Deduplication

Overview

Deduplication is a core process in the curation of the Dolma 3 dataset. At the trillion-token scale, efficiently identifying and removing duplicate content improves both training efficiency and data quality. Dolma 3 employs a three-stage deduplication strategy, reducing 38.7B documents down to 9.7B documents (a 75% reduction in document count).

Goals and Motivation

Token-efficient Training

The primary goal of deduplication is to achieve token-efficient training:

Reduced compute cost: Training on the same or similar content multiple times wastes computational resources
Memory efficiency: Removing duplicate data allows more diverse data to be retained in memory
Shorter training time: Eliminating redundant data enables more efficient training cycles

Duplicate Count as a Weak Signal of Quality

The frequency of duplication serves as a weak signal of content quality:

High-quality content: In many cases, it appears only once (original content)
Low-quality content: Spam, boilerplate text, and templated content tend to be repeated across multiple sites
Web scraping artifacts: The same content gets copied to multiple domains (mirror sites, etc.)

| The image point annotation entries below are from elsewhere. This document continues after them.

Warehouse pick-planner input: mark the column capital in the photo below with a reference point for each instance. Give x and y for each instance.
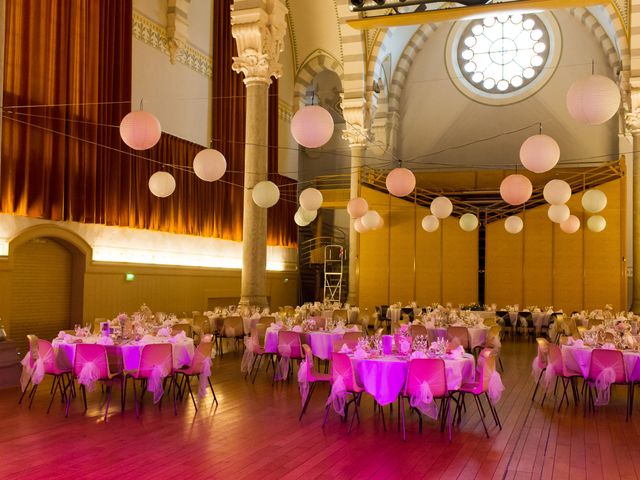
(258, 26)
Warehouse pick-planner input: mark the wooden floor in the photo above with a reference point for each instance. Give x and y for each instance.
(255, 433)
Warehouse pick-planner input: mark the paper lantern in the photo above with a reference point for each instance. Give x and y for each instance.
(441, 207)
(558, 213)
(557, 192)
(401, 182)
(312, 126)
(209, 165)
(513, 224)
(468, 222)
(140, 130)
(593, 100)
(357, 207)
(594, 201)
(539, 153)
(516, 189)
(596, 223)
(430, 223)
(162, 184)
(570, 225)
(265, 194)
(311, 199)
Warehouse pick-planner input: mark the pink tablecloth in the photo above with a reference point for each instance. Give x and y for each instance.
(384, 377)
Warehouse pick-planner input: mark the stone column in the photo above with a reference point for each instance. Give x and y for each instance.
(258, 26)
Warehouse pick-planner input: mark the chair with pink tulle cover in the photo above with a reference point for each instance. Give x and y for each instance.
(606, 369)
(200, 367)
(426, 383)
(487, 383)
(39, 362)
(342, 383)
(156, 365)
(308, 378)
(90, 366)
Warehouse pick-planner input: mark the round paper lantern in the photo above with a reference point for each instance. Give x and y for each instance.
(593, 100)
(209, 165)
(441, 207)
(312, 126)
(596, 223)
(140, 130)
(468, 222)
(311, 199)
(401, 182)
(570, 225)
(265, 194)
(162, 184)
(516, 189)
(539, 153)
(513, 224)
(430, 223)
(558, 213)
(359, 227)
(594, 201)
(557, 192)
(357, 207)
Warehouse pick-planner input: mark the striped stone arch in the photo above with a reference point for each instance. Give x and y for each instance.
(315, 63)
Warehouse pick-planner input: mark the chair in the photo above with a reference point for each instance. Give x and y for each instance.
(426, 382)
(156, 365)
(91, 365)
(343, 383)
(487, 383)
(308, 375)
(200, 367)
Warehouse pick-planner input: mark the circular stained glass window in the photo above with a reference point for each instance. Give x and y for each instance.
(503, 54)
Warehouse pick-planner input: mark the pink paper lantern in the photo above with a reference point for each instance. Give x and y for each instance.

Diminishing Returns from Repetition

Training on the same content multiple times follows the law of diminishing returns:

1st exposure: The model learns new patterns and knowledge
2nd exposure: The additional learning benefit decreases
3rd exposure and beyond: Almost no additional benefit, with an increasing risk of overfitting

Three-stage Deduplication Strategy

Dolma 3 combines three stages, each targeting duplicates at a different granularity.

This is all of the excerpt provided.